There seems to be contradictions in the definitions of activation energy ($E_a$) stated by different sources. I found two such popular definitions. Before that, I state my understanding of how an elementary reaction generally occurs, as it will be used to ask the main question.
The reactants have a certain potential energy $U_i$ per molecule (which is constant for each molecule unless the molecules come too close). The reactants must pass through the transition state in order to form products, and the configuration in the transition state has a potential energy $U$ (per molecule) associated with it. Thus the goal is to increase the potential energy of the reactants from $U_i$ to $U$. In order to do this, the configuration of the molecules of the reactants must change, which can either be achieved by physical distortion of the molecule, or changing their location in space (because electrostatic interactions are present). The former can be achieved by collisions, and the latter by the molecules just approaching each other and coming too close. In any case, the increasing potential energy must be compensated by a decrease in the molecules' kinetic energies. If the molecules have kinetic energies $K_1$ and $K_2$, then those two molecules would be able to convert into products if $K_1 + K_2 \geq 2(U - U_i)$. If I assume $K_1 = K_2 = K$ in order to simplify things for the following discussion, then the condition to form products would become $K \geq U - U_i$.
Definition 1:
Activation energy is the minimum amount of energy that must be provided to the reactants for them to form products. (source: Wikipedia) (not stated exactly)

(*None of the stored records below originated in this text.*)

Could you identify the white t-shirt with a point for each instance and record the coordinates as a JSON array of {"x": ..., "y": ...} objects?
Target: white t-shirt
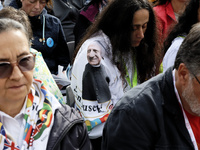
[{"x": 170, "y": 55}]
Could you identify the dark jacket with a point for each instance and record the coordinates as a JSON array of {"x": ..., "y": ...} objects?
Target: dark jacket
[
  {"x": 54, "y": 53},
  {"x": 148, "y": 117},
  {"x": 68, "y": 132}
]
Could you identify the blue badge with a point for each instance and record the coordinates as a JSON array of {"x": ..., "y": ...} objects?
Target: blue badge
[{"x": 50, "y": 42}]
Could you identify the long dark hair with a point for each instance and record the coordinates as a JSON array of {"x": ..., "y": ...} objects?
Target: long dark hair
[
  {"x": 185, "y": 22},
  {"x": 116, "y": 22}
]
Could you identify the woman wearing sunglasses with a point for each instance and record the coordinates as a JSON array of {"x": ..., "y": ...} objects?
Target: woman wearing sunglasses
[
  {"x": 48, "y": 35},
  {"x": 30, "y": 116}
]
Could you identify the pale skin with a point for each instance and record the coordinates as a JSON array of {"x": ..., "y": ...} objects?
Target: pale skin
[
  {"x": 182, "y": 77},
  {"x": 179, "y": 5},
  {"x": 33, "y": 7},
  {"x": 14, "y": 89},
  {"x": 139, "y": 26}
]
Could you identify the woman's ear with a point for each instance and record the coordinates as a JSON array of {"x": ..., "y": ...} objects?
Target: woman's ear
[{"x": 183, "y": 74}]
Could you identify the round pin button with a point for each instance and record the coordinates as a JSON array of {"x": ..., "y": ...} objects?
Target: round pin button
[{"x": 50, "y": 42}]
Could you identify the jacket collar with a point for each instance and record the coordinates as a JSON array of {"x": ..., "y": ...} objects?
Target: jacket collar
[{"x": 171, "y": 104}]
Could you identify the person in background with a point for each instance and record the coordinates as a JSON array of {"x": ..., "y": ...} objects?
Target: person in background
[
  {"x": 67, "y": 11},
  {"x": 30, "y": 116},
  {"x": 126, "y": 33},
  {"x": 168, "y": 12},
  {"x": 162, "y": 113},
  {"x": 177, "y": 35},
  {"x": 48, "y": 35},
  {"x": 86, "y": 17}
]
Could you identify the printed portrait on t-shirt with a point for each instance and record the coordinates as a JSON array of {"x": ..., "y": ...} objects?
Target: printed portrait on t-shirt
[{"x": 95, "y": 82}]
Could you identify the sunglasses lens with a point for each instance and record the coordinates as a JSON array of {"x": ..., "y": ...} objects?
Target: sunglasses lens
[
  {"x": 5, "y": 70},
  {"x": 27, "y": 63}
]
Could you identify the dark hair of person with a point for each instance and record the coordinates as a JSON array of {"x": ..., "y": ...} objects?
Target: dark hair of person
[
  {"x": 116, "y": 22},
  {"x": 189, "y": 52},
  {"x": 18, "y": 15},
  {"x": 161, "y": 2},
  {"x": 185, "y": 22},
  {"x": 7, "y": 24}
]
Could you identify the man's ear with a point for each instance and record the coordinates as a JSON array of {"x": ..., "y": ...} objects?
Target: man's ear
[{"x": 183, "y": 74}]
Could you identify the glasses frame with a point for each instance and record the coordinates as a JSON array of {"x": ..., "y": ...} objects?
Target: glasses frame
[{"x": 12, "y": 64}]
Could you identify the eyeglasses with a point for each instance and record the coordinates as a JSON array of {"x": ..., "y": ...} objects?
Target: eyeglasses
[{"x": 26, "y": 63}]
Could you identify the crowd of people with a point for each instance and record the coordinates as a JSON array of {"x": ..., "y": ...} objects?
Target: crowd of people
[{"x": 134, "y": 74}]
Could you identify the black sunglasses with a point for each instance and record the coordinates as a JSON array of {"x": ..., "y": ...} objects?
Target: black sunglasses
[{"x": 25, "y": 63}]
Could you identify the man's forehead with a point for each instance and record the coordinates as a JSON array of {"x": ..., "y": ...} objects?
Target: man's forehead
[{"x": 94, "y": 46}]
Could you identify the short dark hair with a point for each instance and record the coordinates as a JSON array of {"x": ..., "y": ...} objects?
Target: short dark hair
[
  {"x": 7, "y": 24},
  {"x": 18, "y": 15},
  {"x": 189, "y": 51}
]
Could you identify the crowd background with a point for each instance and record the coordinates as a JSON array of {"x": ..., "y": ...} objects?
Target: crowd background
[{"x": 94, "y": 51}]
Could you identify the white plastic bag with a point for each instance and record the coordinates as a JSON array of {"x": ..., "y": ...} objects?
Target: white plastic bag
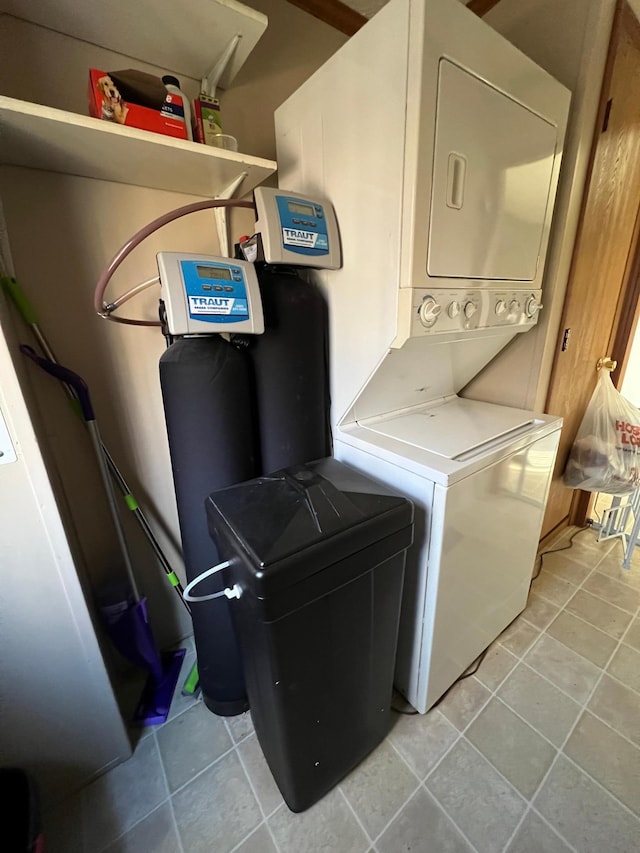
[{"x": 605, "y": 456}]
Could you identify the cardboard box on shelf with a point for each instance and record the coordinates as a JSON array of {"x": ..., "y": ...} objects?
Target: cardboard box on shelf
[{"x": 106, "y": 102}]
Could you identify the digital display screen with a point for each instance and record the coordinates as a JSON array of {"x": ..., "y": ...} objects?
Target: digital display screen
[
  {"x": 304, "y": 209},
  {"x": 214, "y": 272}
]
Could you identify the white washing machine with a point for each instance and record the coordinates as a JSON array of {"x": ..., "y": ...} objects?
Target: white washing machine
[{"x": 439, "y": 145}]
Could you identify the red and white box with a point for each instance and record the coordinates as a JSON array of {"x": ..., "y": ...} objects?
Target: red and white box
[{"x": 105, "y": 102}]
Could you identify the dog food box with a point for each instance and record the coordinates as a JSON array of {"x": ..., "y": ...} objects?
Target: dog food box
[
  {"x": 125, "y": 98},
  {"x": 206, "y": 119}
]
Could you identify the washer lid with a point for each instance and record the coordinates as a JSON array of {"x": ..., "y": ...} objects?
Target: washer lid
[{"x": 456, "y": 429}]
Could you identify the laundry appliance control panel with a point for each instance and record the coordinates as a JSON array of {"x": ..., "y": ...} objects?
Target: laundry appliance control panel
[{"x": 441, "y": 311}]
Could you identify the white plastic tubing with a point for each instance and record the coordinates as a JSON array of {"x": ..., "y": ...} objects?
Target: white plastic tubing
[
  {"x": 104, "y": 309},
  {"x": 234, "y": 592}
]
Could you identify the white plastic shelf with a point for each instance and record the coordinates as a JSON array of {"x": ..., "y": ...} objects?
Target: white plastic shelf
[
  {"x": 186, "y": 37},
  {"x": 39, "y": 137}
]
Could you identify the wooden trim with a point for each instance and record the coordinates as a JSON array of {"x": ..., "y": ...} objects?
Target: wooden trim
[
  {"x": 481, "y": 7},
  {"x": 552, "y": 534},
  {"x": 627, "y": 313},
  {"x": 597, "y": 129},
  {"x": 334, "y": 13},
  {"x": 629, "y": 21}
]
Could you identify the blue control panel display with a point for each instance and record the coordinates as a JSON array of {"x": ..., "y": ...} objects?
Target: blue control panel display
[
  {"x": 303, "y": 224},
  {"x": 216, "y": 292}
]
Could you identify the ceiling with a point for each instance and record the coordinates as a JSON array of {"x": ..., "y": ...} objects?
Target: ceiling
[{"x": 368, "y": 8}]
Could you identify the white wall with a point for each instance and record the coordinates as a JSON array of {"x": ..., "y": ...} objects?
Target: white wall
[
  {"x": 63, "y": 230},
  {"x": 58, "y": 715},
  {"x": 569, "y": 38}
]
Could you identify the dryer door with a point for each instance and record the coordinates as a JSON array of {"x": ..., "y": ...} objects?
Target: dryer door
[{"x": 492, "y": 175}]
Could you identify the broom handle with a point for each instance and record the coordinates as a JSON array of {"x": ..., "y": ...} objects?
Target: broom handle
[
  {"x": 27, "y": 311},
  {"x": 81, "y": 390}
]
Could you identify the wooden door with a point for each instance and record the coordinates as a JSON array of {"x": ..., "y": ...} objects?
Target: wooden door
[{"x": 603, "y": 256}]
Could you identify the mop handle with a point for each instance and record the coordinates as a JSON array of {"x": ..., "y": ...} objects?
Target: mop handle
[
  {"x": 28, "y": 313},
  {"x": 64, "y": 374}
]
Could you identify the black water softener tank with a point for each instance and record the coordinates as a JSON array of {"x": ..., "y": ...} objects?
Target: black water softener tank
[{"x": 318, "y": 551}]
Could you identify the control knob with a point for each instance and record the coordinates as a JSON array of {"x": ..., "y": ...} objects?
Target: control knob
[
  {"x": 429, "y": 311},
  {"x": 470, "y": 309},
  {"x": 532, "y": 307}
]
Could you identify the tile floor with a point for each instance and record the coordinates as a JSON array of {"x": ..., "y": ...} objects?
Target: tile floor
[{"x": 539, "y": 752}]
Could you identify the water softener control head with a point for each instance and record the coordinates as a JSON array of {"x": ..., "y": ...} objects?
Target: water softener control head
[
  {"x": 206, "y": 295},
  {"x": 296, "y": 229}
]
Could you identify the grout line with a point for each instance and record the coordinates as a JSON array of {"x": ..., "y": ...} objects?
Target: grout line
[
  {"x": 539, "y": 815},
  {"x": 355, "y": 814},
  {"x": 401, "y": 757},
  {"x": 603, "y": 788},
  {"x": 255, "y": 793},
  {"x": 133, "y": 826},
  {"x": 561, "y": 749},
  {"x": 166, "y": 782},
  {"x": 584, "y": 622},
  {"x": 204, "y": 770},
  {"x": 448, "y": 817},
  {"x": 247, "y": 837}
]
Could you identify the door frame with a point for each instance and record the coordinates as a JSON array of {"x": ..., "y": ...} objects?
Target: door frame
[{"x": 628, "y": 308}]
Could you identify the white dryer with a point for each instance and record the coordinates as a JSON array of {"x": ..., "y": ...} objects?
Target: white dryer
[{"x": 439, "y": 145}]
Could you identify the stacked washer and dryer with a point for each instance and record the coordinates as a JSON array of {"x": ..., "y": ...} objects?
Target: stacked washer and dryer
[{"x": 439, "y": 145}]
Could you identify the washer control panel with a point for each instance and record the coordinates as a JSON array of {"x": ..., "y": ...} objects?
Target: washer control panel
[{"x": 439, "y": 311}]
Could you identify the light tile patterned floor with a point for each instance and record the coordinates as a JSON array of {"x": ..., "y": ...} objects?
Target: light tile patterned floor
[{"x": 539, "y": 752}]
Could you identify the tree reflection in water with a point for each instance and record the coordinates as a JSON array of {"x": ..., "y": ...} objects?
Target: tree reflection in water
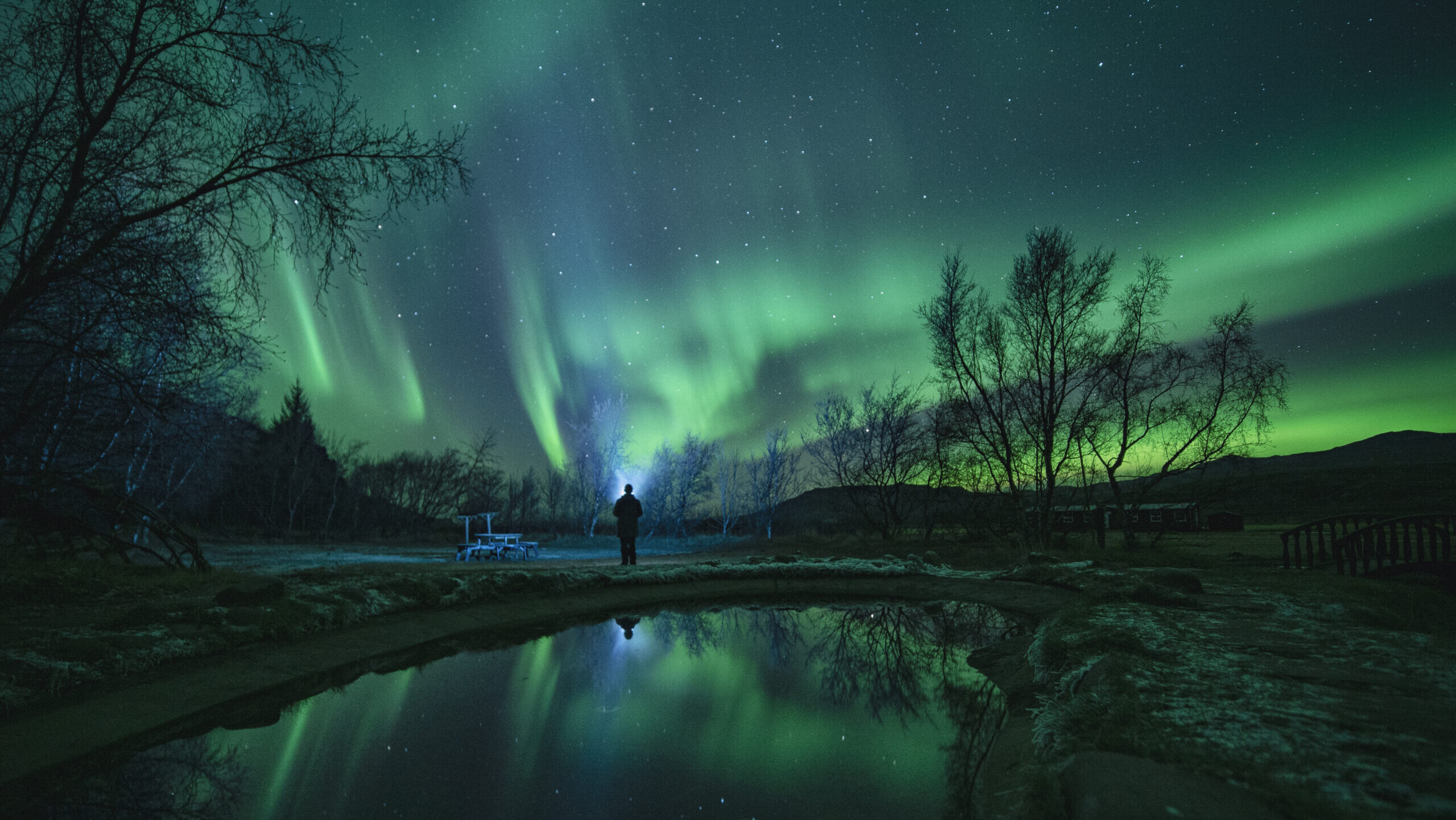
[
  {"x": 900, "y": 662},
  {"x": 903, "y": 660},
  {"x": 187, "y": 780}
]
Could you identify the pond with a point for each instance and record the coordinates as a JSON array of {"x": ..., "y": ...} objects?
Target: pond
[{"x": 846, "y": 711}]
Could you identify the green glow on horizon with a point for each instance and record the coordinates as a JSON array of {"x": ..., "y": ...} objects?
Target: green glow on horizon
[
  {"x": 721, "y": 237},
  {"x": 1347, "y": 404}
]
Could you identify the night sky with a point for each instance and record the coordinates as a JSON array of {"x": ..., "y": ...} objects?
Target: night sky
[{"x": 726, "y": 210}]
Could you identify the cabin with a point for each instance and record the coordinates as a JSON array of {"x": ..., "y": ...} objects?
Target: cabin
[{"x": 1149, "y": 517}]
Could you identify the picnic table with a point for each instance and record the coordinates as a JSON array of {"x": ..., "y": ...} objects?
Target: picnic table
[
  {"x": 500, "y": 545},
  {"x": 493, "y": 545}
]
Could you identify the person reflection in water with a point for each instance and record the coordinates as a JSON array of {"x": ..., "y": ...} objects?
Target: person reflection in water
[
  {"x": 628, "y": 510},
  {"x": 627, "y": 624}
]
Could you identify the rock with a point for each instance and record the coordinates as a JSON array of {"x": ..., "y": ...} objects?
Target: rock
[
  {"x": 1161, "y": 596},
  {"x": 1097, "y": 673},
  {"x": 251, "y": 593},
  {"x": 1181, "y": 580},
  {"x": 1106, "y": 785}
]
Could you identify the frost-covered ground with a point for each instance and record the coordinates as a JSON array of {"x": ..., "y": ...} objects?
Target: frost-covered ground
[{"x": 1324, "y": 709}]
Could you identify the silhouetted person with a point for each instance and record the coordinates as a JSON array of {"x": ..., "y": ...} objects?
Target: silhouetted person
[{"x": 628, "y": 510}]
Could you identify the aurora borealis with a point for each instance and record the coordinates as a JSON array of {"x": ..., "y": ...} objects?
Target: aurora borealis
[{"x": 727, "y": 210}]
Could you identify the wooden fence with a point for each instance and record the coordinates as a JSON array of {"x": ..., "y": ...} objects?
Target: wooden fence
[
  {"x": 1395, "y": 544},
  {"x": 1321, "y": 533}
]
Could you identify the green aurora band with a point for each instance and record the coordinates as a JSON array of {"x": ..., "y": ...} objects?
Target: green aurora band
[{"x": 727, "y": 214}]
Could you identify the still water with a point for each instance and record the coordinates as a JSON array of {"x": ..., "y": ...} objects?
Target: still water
[{"x": 865, "y": 711}]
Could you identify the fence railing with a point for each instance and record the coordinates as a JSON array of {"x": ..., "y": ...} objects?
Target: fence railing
[
  {"x": 1392, "y": 542},
  {"x": 1321, "y": 533}
]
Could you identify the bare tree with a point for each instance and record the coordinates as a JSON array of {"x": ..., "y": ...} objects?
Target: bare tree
[
  {"x": 1174, "y": 408},
  {"x": 599, "y": 455},
  {"x": 729, "y": 477},
  {"x": 430, "y": 486},
  {"x": 874, "y": 450},
  {"x": 774, "y": 478},
  {"x": 680, "y": 478},
  {"x": 1020, "y": 376},
  {"x": 154, "y": 156},
  {"x": 555, "y": 499},
  {"x": 522, "y": 500}
]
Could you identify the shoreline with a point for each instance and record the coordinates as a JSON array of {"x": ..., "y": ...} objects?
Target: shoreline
[{"x": 43, "y": 746}]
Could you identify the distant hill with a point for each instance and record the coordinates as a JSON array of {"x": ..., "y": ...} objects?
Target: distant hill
[{"x": 1395, "y": 473}]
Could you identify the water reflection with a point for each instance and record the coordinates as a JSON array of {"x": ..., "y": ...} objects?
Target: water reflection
[
  {"x": 865, "y": 711},
  {"x": 181, "y": 781}
]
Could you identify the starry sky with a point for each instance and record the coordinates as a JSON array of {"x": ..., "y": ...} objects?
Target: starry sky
[{"x": 726, "y": 210}]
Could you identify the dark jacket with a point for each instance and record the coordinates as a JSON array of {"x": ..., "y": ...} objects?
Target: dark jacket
[{"x": 628, "y": 510}]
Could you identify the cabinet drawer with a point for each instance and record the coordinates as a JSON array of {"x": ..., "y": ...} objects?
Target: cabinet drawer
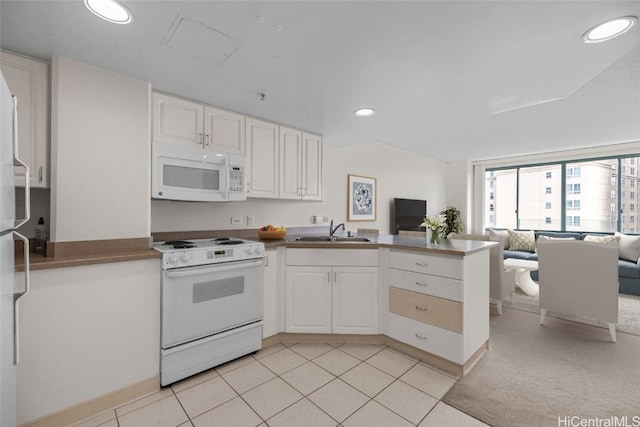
[
  {"x": 438, "y": 265},
  {"x": 438, "y": 341},
  {"x": 333, "y": 257},
  {"x": 425, "y": 308},
  {"x": 438, "y": 286}
]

This implies that $E_a$ is the additional energy that needs to be supplied to the reactants in order to form products. According to this definition, $E_a = U - U_i$. I can rephrase that into this (using the relation $K \geq U - U_i$): $E_a$ is the minimum kinetic energy a molecule should possess in order to form products.
Definition 2:
The activation energy is the minimum energy reactants must have in order to form products. (source: Physical Chemistry by Peter Atkins)
This definition suggests that $E_a = U$, which is not in agreement to the first one. Someone could argue that energy in this definition means kinetic energy, and then the definition is equivalent to the first one. But in the first definition, energy was interpreted as potential energy, and that should be the case with this definition too. If I instead interpret it as kinetic energy, then again these two definitions contradict each other. Also, in the text preceding this definition, kinetic energy was not mentioned anywhere, so it is natural to think they are talking about potential energy.
Why does it matter so much?
Activation energy appears in the Arrhenius equation.
$\begin{equation} k = Ae^{-E_a/RT} \end{equation}$
The two definitions would give different values of $k$, so obviously one of the definitions is wrong.
(I am currently studying chemical kinetics)
So what should I answer?
I would like you to clarify all this and state a final definition along with interpretation (and verifying my understanding of a reaction will be much appreciated). Also, I have come across the term threshold energy while going through a few sources, and they define it to be $U$ (i.e., potential energy of the activated complex). This leads me into thinking that $E_a = U - U_i$, and so the second definition might be wrong.